Imagine going to the hospital with one disease and coming home with something much worse, or not coming home at all.
With the emergence and spread of antibiotic-resistance pathogens, healthcare-associated infections have become a serious threat. On any given day about one in 25 hospital patients has at least one such infection and as many as one in nine die as a result, according to the Centers for Disease Control and Prevention.
Consider Klebsiella pneumoniae, not typically a ferocious pathogen, but now armed with resistance to virtually all antibiotics in current clinical use. It is the most common species of carbapenem-resistant Enterobacteriaceae (CRE) in the United States. As carbapenems are considered the antibiotic of last resort, CREs are a triple threat for their resistance to nearly all antibiotics, high mortality rates and ability to spread their resistance to other bacteria.

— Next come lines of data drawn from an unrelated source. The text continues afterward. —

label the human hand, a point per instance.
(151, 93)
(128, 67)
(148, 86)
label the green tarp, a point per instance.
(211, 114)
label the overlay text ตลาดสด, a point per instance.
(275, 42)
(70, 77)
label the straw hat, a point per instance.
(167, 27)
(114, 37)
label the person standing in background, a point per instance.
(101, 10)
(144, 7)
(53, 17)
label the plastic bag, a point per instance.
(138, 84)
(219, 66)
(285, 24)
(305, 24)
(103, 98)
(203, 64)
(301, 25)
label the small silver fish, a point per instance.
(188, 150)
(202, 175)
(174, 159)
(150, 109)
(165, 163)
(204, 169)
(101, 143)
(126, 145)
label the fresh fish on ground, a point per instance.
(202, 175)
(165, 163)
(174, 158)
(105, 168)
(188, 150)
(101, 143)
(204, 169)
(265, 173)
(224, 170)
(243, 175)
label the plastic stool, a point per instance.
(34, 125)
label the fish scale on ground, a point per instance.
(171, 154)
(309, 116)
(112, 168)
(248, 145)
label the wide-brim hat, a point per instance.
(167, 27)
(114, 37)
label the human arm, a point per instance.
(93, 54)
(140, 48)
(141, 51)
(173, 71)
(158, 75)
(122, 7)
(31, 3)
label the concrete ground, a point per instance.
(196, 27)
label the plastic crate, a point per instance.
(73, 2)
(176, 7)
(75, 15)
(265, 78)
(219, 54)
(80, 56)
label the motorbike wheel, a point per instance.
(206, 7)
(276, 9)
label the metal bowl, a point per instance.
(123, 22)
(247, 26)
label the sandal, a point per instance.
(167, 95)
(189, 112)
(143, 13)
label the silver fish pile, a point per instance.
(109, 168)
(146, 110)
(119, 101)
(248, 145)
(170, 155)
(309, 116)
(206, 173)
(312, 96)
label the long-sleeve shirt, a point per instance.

But there is hope. A team of Sandia National Laboratories microbiologists for the first time recently sequenced the entire genome of a Klebsiella pneumoniae strain, encoding New Delhi Metallo-beta-lactamase (NDM-1). They presented their findings in a paper published in PLOS One, "Resistance Determinants and Mobile Genetic Elements of an NDM-1 Encoding Klebsiella pneumoniae Strain."
The Sandia team of Corey Hudson, Zach Bent, Robert Meagher and Kelly Williams is beginning to understand the bacteria's multifaceted mechanisms for resistance. To do this, they developed several new bioinformatics tools for identifying mechanisms of genetic movement, tools that also might be effective at detecting bioengineering.
"Once we had the entire genome sequenced, it was a real eye opener to see the concentration of so many antibiotic resistant genes and so many different mechanisms for accumulating them," explained Williams, a bioinformaticist. "Just sequencing this genome unlocked a vault of information about how genes move between bacteria and how DNA moves within the chromosome."
Meagher first worked last year with Klebsiella pneumoniae ATCC BAA-2146 (Kpn2146), the first U.S. isolate found to encode NDM-1. Along with E.coli, it was used to test an automatic sequencing library preparation platform for the RapTOR Grand Challenge, a Sandia project that developed techniques to allow discovery of pathogens in clinical samples.
"I've been interested in multi-drug-resistant organisms for some time. The NDM-1 drug resistance trait is spreading rapidly worldwide, so there is a great need for diagnostic tools," said Meagher. "This particular strain of Klebsiella pneumoniae is fascinating and terrifying because it's resistant to practically everything. Some of that you can explain on the basis on NDM-1, but it's also resistant to other classes of antibiotics that NDM-1 has no bearing on."
Unlocking Klebsiella pneumoniae
Assembling an entire genome is like putting together a puzzle. Klebsiella pneumoniae turned out to have one large chromosome and four plasmids, small DNA molecules physically separate from and able to replicate independently of the bacterial cell's chromosomal DNA. Plasmids often carry antibiotic resistant genes and other defense mechanisms.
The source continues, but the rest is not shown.